From the outside, the farm seemed to be thriving.

Crops were planted and harvested, machinery clean and well-kept, a couple bins stood filled with grain ready for market, the yard was clean and the house tidy.

The farmer was well respected in the community, admired for always finding a way to make things work despite difficult situations faced by many of his colleagues.

But when eastern Iowa ag lender Pete Burmeister paid a visit and opened the books to look beyond the appearance of success, a different picture emerged. After several years of rising costs, lower commodity prices and tightening margins, the farmer finally admitted the stress of keeping it going was overwhelming and kept him awake at night.

“I feel like I’m always one decision away,” the farmer told Burmeister.

“And that’s what stress initially looks like,” Burmeister explained. “It’s not one of those headlines … It’s not absolute failure. It’s just a slow drift where things get a little more short term.”

Burmeister, relationship officer at Farm Credit Services of America, and Jeff Burgus, president of Mediapolis Savings Bank, shared common farmer stories and how best to navigate farm financial stress at the 98th annual Iowa State University Soil Management and Land Valuation Conference in Ames last month. 

It’s a timely topic in 2026 as farm bankruptcies rise nationwide and Iowa farmers face tight margins amid high input costs and low commodity prices, they said.

“What we’re seeing right now is the bottom five to 10% of grain producers struggling,” said Burmeister. A lot of things in agriculture look fine until you get close enough to see what’s really going on, he said.

Burgus added, “Today, I think we’re banking a generation of farmers that have yet to really go through a tough time on the farm. My fear is that as a group … will they have a tough time dealing with the emotions and learning how to cope”

Discipline, both lenders said, is what separates operations that withstand downturns from those that struggle.

PICTURED ABOVE: Burmeister 


Tips for Navigating stress

Producers weathering the current downturn share several common characteristics, Burmeister said. Understanding their financial situation, maintaining good financial records, monitoring cash flow, reviewing numbers, calculating breakevens and willingness to make necessary changes are critical components of navigating financial stress.

“They’re aware. They provide well-structured balance sheets. They do cash flows, some of them monthly. They know their numbers. They run the breakevens, and they don’t just do it when they need their operating line renewed,” Bur­­meister explained. 

“When bad things happen to them, they’re the ones who are willing and able to enact a plan of change.”

They’re accountable, set timelines, communicate details and stay in control of their operation, he added.

Burgus said farmers cannot ab­­andon the discipline that helped them succeed during better financial times.

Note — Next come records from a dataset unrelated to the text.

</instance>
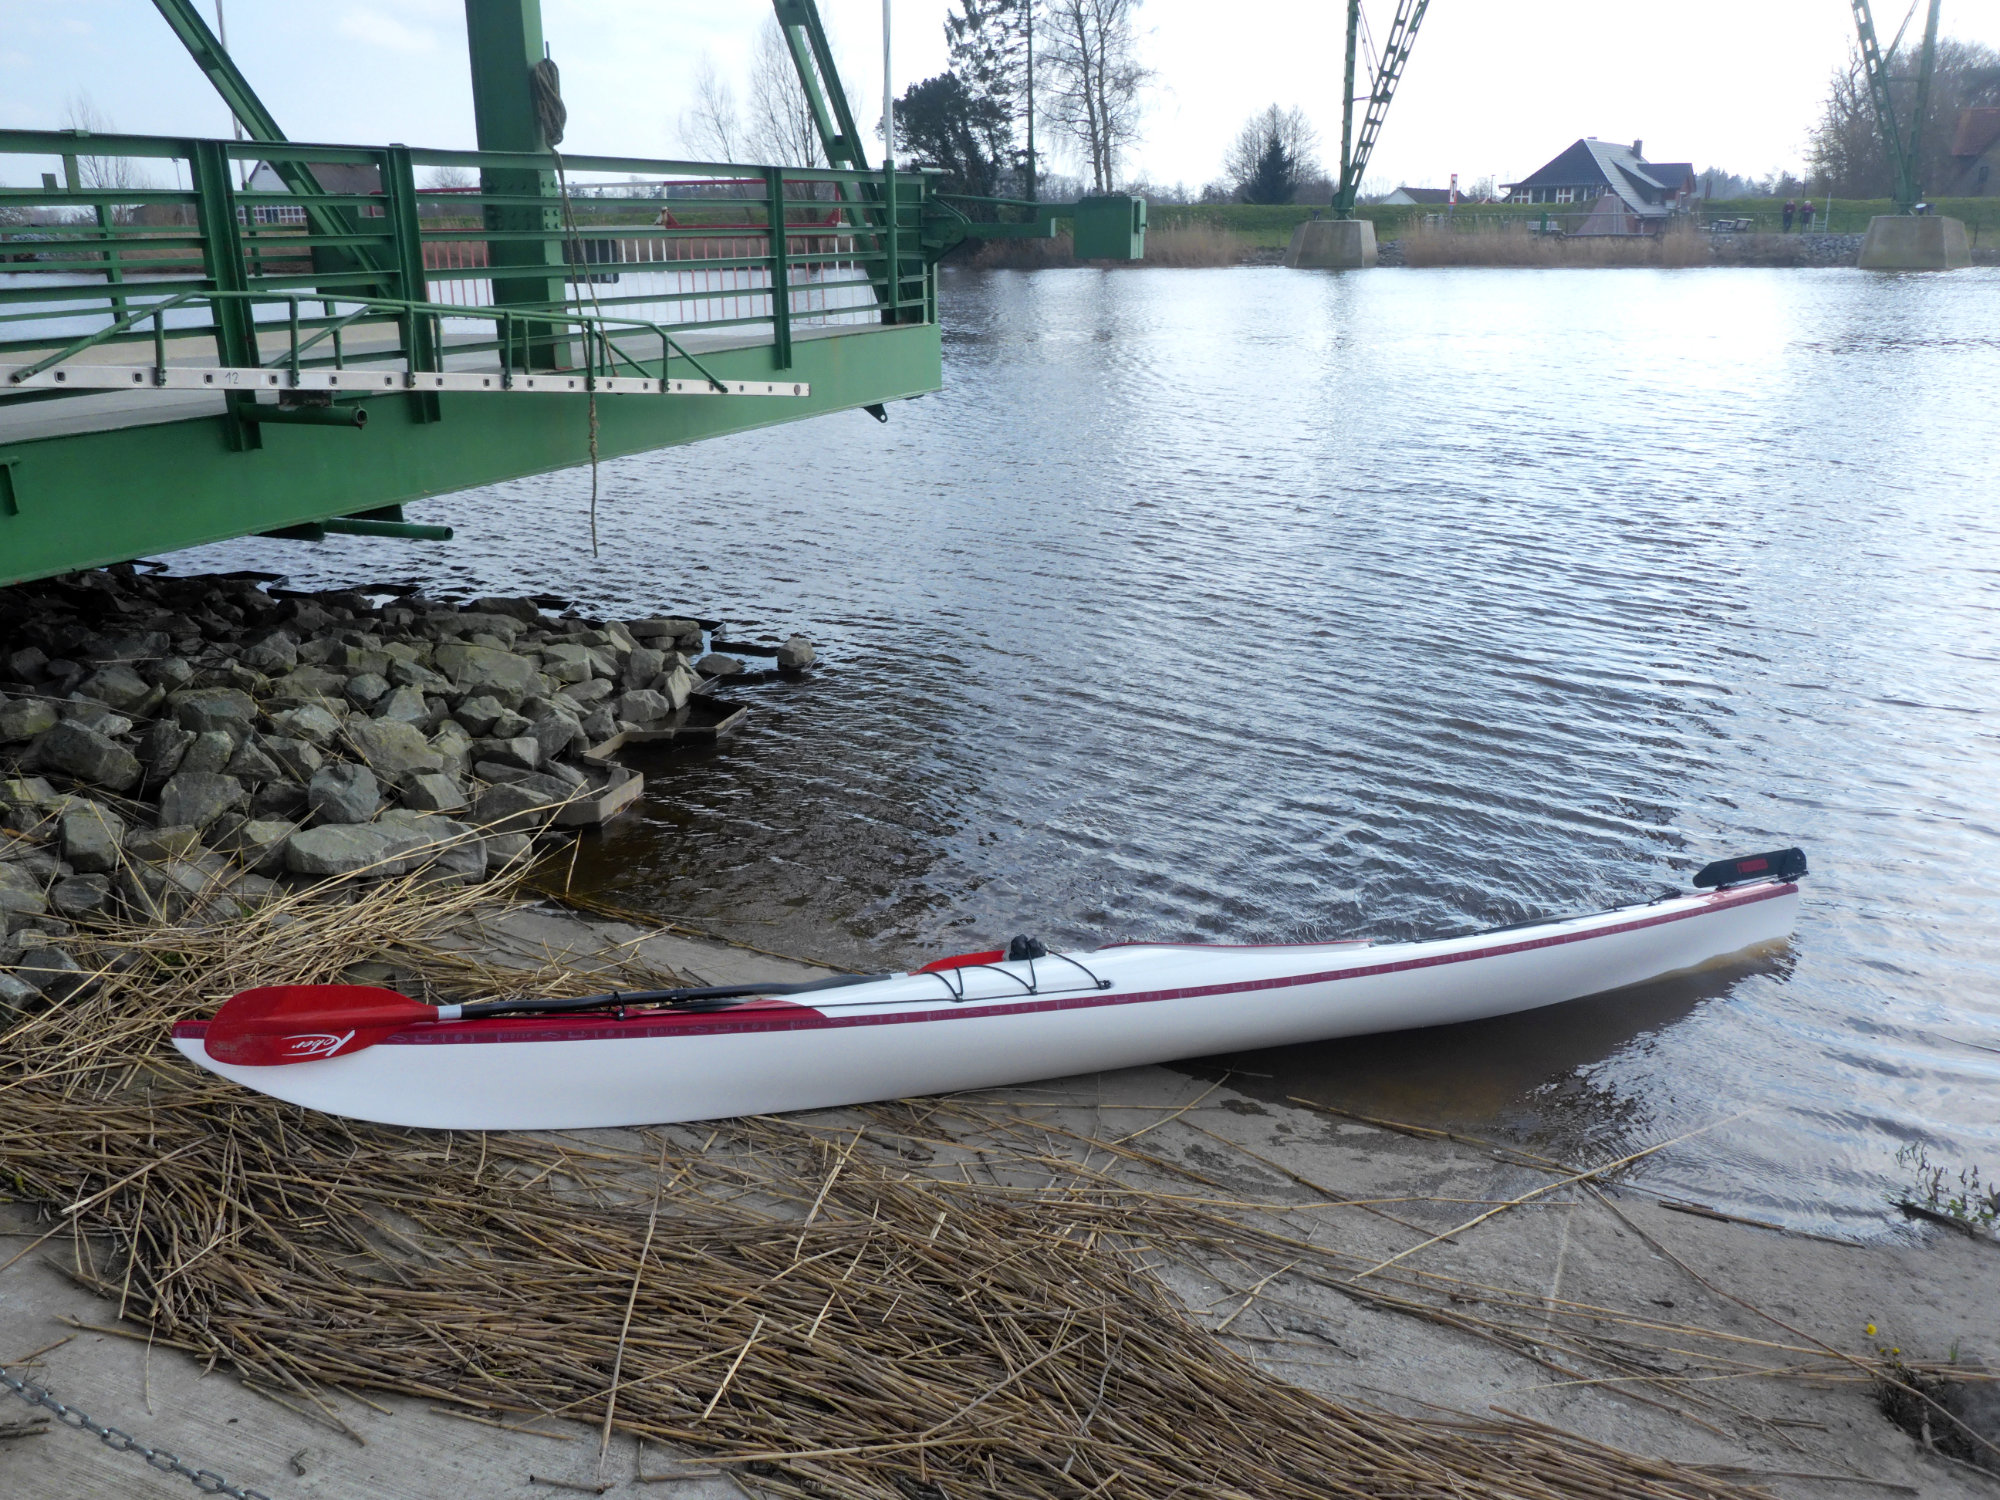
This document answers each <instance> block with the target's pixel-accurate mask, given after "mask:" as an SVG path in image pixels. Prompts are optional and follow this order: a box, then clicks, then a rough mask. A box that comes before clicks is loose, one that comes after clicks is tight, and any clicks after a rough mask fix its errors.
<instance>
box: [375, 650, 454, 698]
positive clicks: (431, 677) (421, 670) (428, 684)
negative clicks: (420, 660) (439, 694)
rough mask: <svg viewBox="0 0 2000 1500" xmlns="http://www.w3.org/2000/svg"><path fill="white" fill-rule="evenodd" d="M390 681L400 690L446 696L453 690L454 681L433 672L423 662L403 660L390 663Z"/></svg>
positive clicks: (394, 661) (400, 658)
mask: <svg viewBox="0 0 2000 1500" xmlns="http://www.w3.org/2000/svg"><path fill="white" fill-rule="evenodd" d="M388 680H390V682H394V684H396V686H398V688H416V690H418V692H424V694H446V692H450V690H452V680H450V678H446V676H442V674H438V672H432V670H430V668H428V666H424V664H422V662H406V660H402V658H398V660H394V662H390V666H388Z"/></svg>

The lessons learned during the 1980s farm crisis continue to influence how lenders evaluate financial risk today. 

During that period, many producers expanded operations amid strong commodity prices and rising land values, only to find themselves caught when interest rates surged and markets weakened.

He stressed the importance of avoiding major financial decisions based on temporary market conditions.

“We cannot allow ourselves to make long-term decisions on short-term information,” he said. “$7.50 corn didn’t last very long. $15–$16 beans didn’t last very long.”

Burgus said farmers and lenders alike can become overly optimistic during prosperous times.

“I also have a theory that bankers will make their worst loans during the very best times,” he said.

Burmeister said farmers fac­­­ing financial stress shouldn’t wait until a crisis develops before seeking assistance or adjusting.

“Two years. That’s the window we missed,” he said, recalling one farm operation that delayed difficult decisions until its options became limited. “Not just showing up when something needs fixed, but staying close enough to the operation to see it coming, to ask better questions earlier and to explore options while time is still our friend.”

Burgus said agriculture has endured difficult financial cycles before and will do so again.

“We’ve been through stress before, and we will survive it, but not all of us will survive it. There are times when you have to take a different course,” he said.